Why Hydrogen isn't working15 Dec 2025 21:23
Https://www.linkedin.com Jan Rosenow
Jan Rosenow
Professor of Energy and Climate Policy at Oxford University │ Senior Associate at Cambridge University │ Board Member │ LinkedIn Top Voice │ FEI │ FRSAProfessor of Energy and Climate Policy at Oxford University │ Senior Associate at Cambridge University │ Board Member │ LinkedIn Top Voice │ FEI │ FRSA
The hydrogen bubble has finally burst — and today’s news is another reminder of why.
The Financial Times reports that nearly 60 major low-carbon hydrogen projects have been cancelled or put on hold this year alone, including high-profile plans from BP, Exxon, Equinor, ArcelorMittal and others. Taken together, these shelved projects represent several times more capacity than the world has actually installed to date.

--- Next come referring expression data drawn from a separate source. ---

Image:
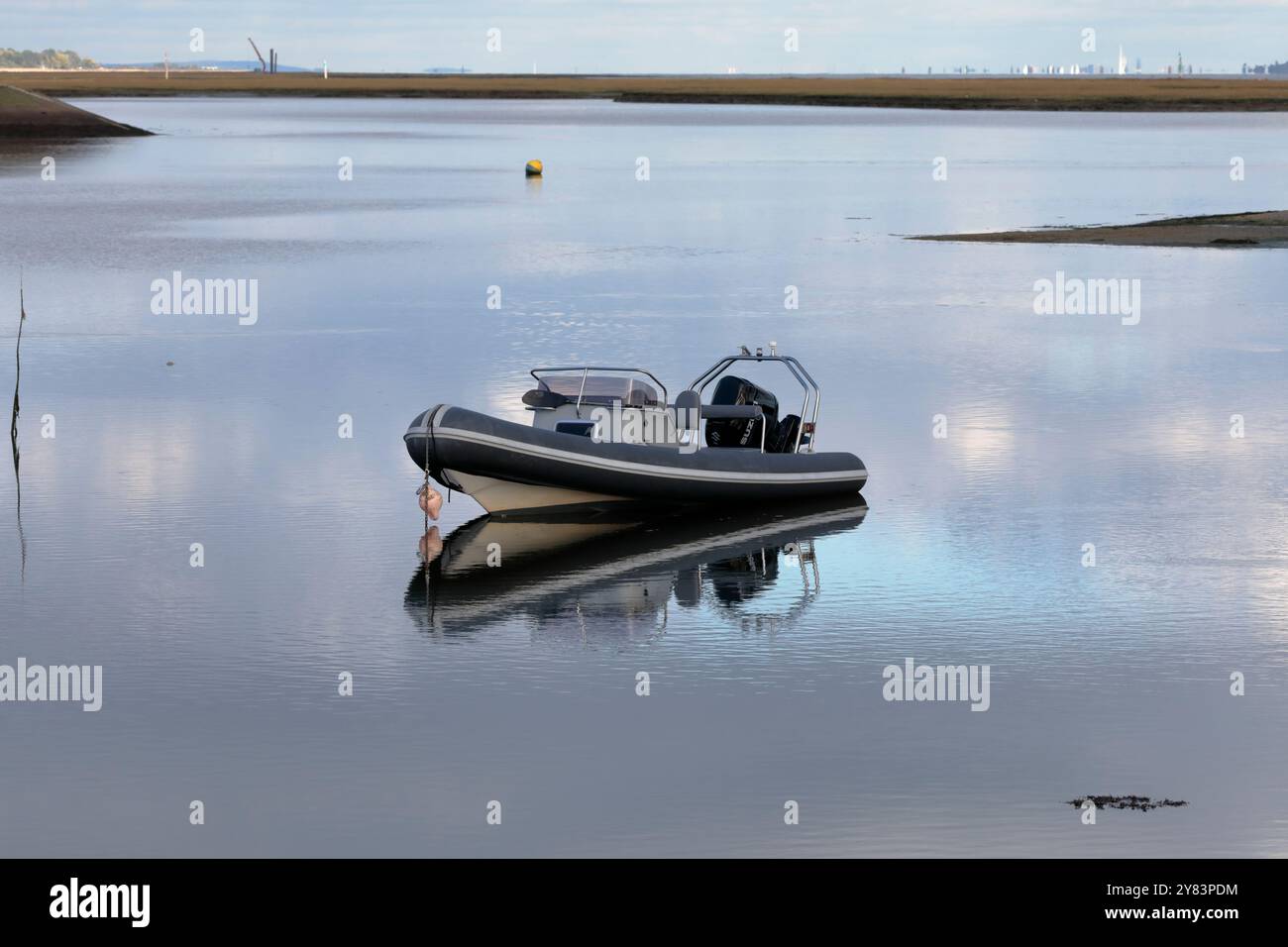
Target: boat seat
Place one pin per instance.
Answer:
(544, 399)
(579, 428)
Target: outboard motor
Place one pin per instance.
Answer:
(741, 432)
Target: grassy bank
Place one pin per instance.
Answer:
(1033, 93)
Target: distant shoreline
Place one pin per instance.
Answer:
(1267, 228)
(977, 91)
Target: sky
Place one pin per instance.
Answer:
(661, 35)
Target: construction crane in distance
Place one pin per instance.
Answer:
(262, 63)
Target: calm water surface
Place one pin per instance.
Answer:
(764, 635)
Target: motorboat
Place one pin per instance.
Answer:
(603, 436)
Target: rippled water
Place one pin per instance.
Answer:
(765, 676)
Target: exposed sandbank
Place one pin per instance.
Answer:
(33, 116)
(1261, 228)
(1029, 93)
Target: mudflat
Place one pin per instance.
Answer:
(1029, 93)
(25, 114)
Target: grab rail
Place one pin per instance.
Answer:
(811, 390)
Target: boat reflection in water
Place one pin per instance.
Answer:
(618, 575)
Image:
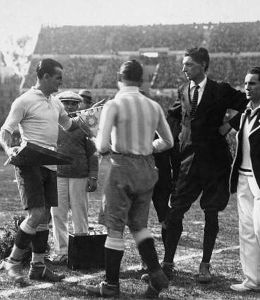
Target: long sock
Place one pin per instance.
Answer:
(148, 254)
(210, 234)
(22, 241)
(163, 232)
(39, 242)
(112, 265)
(173, 234)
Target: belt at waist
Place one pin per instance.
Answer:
(131, 155)
(247, 172)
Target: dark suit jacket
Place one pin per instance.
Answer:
(199, 136)
(254, 141)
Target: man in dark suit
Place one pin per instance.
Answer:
(204, 153)
(245, 180)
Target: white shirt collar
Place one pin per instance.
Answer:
(202, 84)
(129, 89)
(253, 110)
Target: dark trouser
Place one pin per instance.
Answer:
(213, 187)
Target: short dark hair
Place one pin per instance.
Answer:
(131, 70)
(199, 55)
(254, 70)
(48, 66)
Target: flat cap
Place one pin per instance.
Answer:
(69, 96)
(85, 93)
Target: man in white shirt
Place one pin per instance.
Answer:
(130, 121)
(245, 180)
(38, 115)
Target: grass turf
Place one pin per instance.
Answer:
(225, 264)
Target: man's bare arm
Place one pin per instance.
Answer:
(6, 142)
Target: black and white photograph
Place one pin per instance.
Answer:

Why is this happening? Because the fundamentals still don’t stack up.
- Lack of buyers: The hoped-for demand from steel, trucking, aviation and industry has not materialised at the scale developers assumed.
- Costs remain stubbornly high: Even with cheap renewables, green hydrogen is significantly more expensive as grey hydrogen.
- Infrastructure is lagging: Storage, pipelines and transport networks simply aren’t there yet.
All of this reinforces something many energy analysts have said for years: hydrogen is essential - but only for the sectors where there are no viable alternatives. That means targeted use in fertilisers, refining, long-durational storage and possibly long-distance shipping and aviation - not widespread deployment across heating, industrial process heat, and road transport.
We should see the current wave of cancellations not as failure, but as market correction. Reality is catching up with hype.